The NHS Long Term Plan fizzled out, leaving patient data scattered throughout the organisation in systems that couldn’t communicate with one another.

‘The foothills of digital transformation’

When the UK’s new government came into power in 2024, it immediately commissioned a rapid review of the current state of the NHS, led by Lord Ara Darzi. He concluded that the UK has underspent on capital investment in the service by £37bn. In addition to the money wasted so far on failed patient record systems, the way that the Treasury managed the capital expenditure limits was dysfunctional, he said, leading to trusts using investment money on day-to-day expenditure.

‘The workforce has been rapidly expanded while its capital base has been artificially constrained, since the health service as a whole – as well as individual trusts – lacks the authority to decide how the NHS budget is divided between day-to-day spending on wages and consumables versus capital investment in digital technology, diagnostic scanners, or modern buildings’, he said. ‘It is little wonder, then, that productivity has declined when capital per worker fell year-on-year during the 2010s.’

Unlike in 2002, health professionals today are much more supportive of technological change

While there are pockets of IT excellence, he concluded, ‘the NHS remains in the foothills of digital transformation’. And many IT initiatives have brought little benefit while adding to the workload of clinicians. New technologies such as artificial intelligence (AI) are also largely absent from an organisation with the rich and extensive data sets that could provide a revolutionary transformation of patient care.

Despite the catalogue of woes in Lord Darzi’s report, his overriding conclusion is that the service and its technologies are fixable, even if not in the course of a single parliamentary term. He identifies technology as one of the key drivers for change because it can transform the way that patient care is delivered, simplifying processes that are overdependent on data that’s hard to access and share.
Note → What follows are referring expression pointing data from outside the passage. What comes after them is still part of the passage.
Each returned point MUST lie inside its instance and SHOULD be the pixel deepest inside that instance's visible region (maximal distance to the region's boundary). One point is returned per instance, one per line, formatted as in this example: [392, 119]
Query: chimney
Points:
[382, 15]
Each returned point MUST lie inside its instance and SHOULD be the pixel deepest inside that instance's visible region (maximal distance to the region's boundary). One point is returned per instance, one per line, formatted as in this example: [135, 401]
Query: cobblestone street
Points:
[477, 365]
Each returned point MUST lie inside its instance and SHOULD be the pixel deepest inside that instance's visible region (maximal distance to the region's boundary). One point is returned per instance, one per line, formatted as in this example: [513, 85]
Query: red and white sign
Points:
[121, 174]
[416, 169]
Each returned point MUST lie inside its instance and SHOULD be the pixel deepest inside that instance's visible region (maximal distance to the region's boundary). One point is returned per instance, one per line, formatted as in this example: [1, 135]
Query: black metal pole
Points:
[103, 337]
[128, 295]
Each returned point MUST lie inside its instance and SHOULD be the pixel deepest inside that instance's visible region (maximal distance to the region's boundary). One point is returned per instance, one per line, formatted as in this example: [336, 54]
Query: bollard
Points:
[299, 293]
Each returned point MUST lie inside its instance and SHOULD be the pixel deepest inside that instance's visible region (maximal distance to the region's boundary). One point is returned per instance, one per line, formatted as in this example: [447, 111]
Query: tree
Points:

In fact, surveys have shown that patients aren’t overly concerned about issues of privacy as long as the data is used to improve their outcomes and the productivity of the NHS.

Unlike in 2002, health professionals today are much more supportive of technological change – not least because those trusts that have adopted PEPs and the FDP have seen significant improvements in patient care – and the implementation of these systems is not as top-down as in previous initiatives. The government has also made significant money available. That won’t guarantee success, but it’ll help.

But there’s another, less tangible problem that could yet derail the initiative – too much haste. In one of the multiple assessments of the National Programme for IT in the NHS written in later years, the Saudi academic Taghreed Justinia said that rushing to reap the expected rewards of the project led to unrealistic timetables and poor governance. Pushing too hard for change could have an adverse effect on the success of the new project. As everyone in the NHS knows, a sick patient needs treatment, care and whatever time they need to recover.